To find the turning point, differentiate the function and set it equal to 0...
Hi!
Here is the question:
Graph the following rational function about the asymptotes- (x-2)/(x^{3}-x^{2}-x+1)
So I factored the denominator using the factor theorem, and found that x=1 is a factor of the cubic function. I then used long division to end up with a quadratic- (x^{2}-1) , then I factored this difference of squares to (x+1)(x-1)

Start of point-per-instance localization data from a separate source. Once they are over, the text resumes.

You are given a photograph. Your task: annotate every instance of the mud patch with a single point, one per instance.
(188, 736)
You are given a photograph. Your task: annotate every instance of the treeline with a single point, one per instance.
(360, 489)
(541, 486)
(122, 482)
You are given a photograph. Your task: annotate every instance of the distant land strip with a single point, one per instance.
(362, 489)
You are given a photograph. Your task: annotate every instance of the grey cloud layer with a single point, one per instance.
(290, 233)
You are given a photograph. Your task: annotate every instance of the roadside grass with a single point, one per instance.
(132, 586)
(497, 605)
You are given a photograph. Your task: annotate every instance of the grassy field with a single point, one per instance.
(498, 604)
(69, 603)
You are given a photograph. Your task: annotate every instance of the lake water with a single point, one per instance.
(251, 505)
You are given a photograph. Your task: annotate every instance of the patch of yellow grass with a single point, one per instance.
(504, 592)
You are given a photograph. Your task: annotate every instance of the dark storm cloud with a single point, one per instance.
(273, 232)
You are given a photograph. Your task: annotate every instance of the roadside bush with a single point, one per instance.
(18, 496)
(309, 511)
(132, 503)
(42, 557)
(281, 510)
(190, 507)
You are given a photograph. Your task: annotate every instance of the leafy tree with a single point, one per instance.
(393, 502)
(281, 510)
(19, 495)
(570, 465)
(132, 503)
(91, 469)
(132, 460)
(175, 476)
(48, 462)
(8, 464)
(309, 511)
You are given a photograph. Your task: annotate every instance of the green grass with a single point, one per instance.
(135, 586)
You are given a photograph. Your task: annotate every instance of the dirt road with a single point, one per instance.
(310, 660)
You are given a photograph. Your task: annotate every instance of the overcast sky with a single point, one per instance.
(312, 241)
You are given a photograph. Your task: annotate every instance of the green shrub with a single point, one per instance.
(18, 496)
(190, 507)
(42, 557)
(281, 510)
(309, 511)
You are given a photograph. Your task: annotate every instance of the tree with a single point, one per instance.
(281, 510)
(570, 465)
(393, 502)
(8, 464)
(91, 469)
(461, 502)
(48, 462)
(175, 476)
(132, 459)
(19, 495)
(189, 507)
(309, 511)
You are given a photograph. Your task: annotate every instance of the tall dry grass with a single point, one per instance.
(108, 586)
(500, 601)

From what I can tell from this information is that the denominator is equal to (x-1)^{2}(x+1) , which tells me that there are vertical asymptotes at x= 1, -1
My only problem is that when I checked my answer with a graphing calculator, it shows an odd curve in-between these asymptotes with a vertex at x= -0.5
Can anyone offer help in terms of graphing this rational function? I don't know how to mathematically conclude that the vertex of the curve inbetween the asymptotes is indeed at x= -0.5
Why don't you use the internet? Look at this.
Thanks all for the replies, but I cannot take the derivative because this is advanced functions, not calculus. Also- my question isn't WHAT the graph looks like, I know what it looks like, my question is how to use PRE-calc to graph this function?
first off your graph is upside down. Check what you entered into your software.
Second the local maxima between the asymptotes is actually at x=-0.186141
and I really doubt you were expected to be able to determine that w/o calculus.
Just make sure you get the signs on both sides of the asymptotes correct.
Thanks everyone, I really appreciate the replies! I am just going to answer the question by plotting 'test points' to prove my understanding of the graph, because like you guys said, without calculus this graph will never be accurate.